Emotionally healthy older adults show a reduced responsiveness to regret when performing a sequential decision task. No Regrets As people grow older, the possibility to think about “missed chances” increases. When we are young, thinking about missed opportunities may help to optimize future behavior. However, the older we get the probability of “second chances” decreases and thus the benefit of ruminating upon them disappears. Brassen et al. (p. 612, published online 19 April) studied the behavioral and neural response to missed chances in young adults, the healthy elderly subjects and late-life depressed volunteers. Compared with young and depressed subjects, the healthy elderly subjects showed a reduced sensitivity to missed opportunities. The findings suggest a potential mechanism for preserved emotional health in older age. Life-span theories explain successful aging with an adaptive management of emotional experiences like regret. As opportunities to undo regrettable situations decline with age, a reduced engagement into these situations represents a potentially protective strategy to maintain well-being in older age. Yet, little is known about the underlying neurobiological mechanisms supporting this claim. We used a multimodal psychophysiological approach in combination with a sequential risk-taking task that induces the feeling of regret and investigated young as well as emotionally successfully and unsuccessfully (i.e., late-life depressed) aged participants. Responsiveness to regret was specifically reduced in successful aging paralleled by autonomic and frontostriatal characteristics indicating adaptive shifts in emotion regulation. Our results suggest that disengagement from regret reflects a critical resilience factor for emotional health in older age.

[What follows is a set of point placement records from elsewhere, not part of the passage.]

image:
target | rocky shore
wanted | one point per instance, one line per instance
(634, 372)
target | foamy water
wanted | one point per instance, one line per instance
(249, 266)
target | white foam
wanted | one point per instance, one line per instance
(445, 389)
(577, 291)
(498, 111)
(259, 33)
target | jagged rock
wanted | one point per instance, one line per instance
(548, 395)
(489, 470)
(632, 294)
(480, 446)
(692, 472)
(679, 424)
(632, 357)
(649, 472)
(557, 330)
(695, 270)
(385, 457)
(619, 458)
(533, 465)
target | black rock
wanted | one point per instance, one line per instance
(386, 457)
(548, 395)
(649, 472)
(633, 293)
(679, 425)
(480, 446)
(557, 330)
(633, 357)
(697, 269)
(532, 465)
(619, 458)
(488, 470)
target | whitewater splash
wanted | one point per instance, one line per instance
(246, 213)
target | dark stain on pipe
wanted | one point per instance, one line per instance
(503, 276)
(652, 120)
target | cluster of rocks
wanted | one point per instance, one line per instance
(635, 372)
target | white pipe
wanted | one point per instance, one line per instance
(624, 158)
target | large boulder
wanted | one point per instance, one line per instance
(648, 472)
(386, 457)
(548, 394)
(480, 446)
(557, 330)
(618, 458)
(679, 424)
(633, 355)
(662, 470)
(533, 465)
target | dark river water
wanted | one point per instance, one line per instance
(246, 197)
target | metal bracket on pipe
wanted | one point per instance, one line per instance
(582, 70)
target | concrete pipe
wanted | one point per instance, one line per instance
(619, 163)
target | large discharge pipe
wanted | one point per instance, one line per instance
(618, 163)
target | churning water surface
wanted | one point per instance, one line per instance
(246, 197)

Anterior Cingulate Activation Is Related to a Positivity Bias and Emotional Stability in Successful Aging

BACKGROUND Behavioral studies consistently reported an increased preference for positive experiences in older adults. The socio-emotional selectivity theory explains this positivity effect with a motivated goal shift in emotion regulation, which probably depends on available cognitive resources. The present study investigates the neurobiological mechanism underlying this hypothesis. METHODS Functional magnetic resonance imaging data were acquired in 21 older and 22 young subjects while performing a spatial-cueing paradigm that manipulates attentional load on emotional face distracters. We focused our analyses on the anterior cingulate cortex as a key structure of cognitive control of emotion. RESULTS Elderly subjects showed a specifically increased distractibility by happy faces when more attentional resources were available for face processing. This effect was paralleled by an increased engagement of the rostral anterior cingulate cortex, and this frontal engagement was significantly correlated with emotional stability. CONCLUSIONS The current study highlights how the brain might mediate the tendency to preferentially engage in positive information processing in healthy aging. The finding of a resource-dependency of this positivity effect suggests demanding self-regulating processes that are related to emotional well-being. These findings are of particular relevance regarding implications for the understanding, treatment, and prevention of nonsuccessful aging like highly prevalent late-life depression.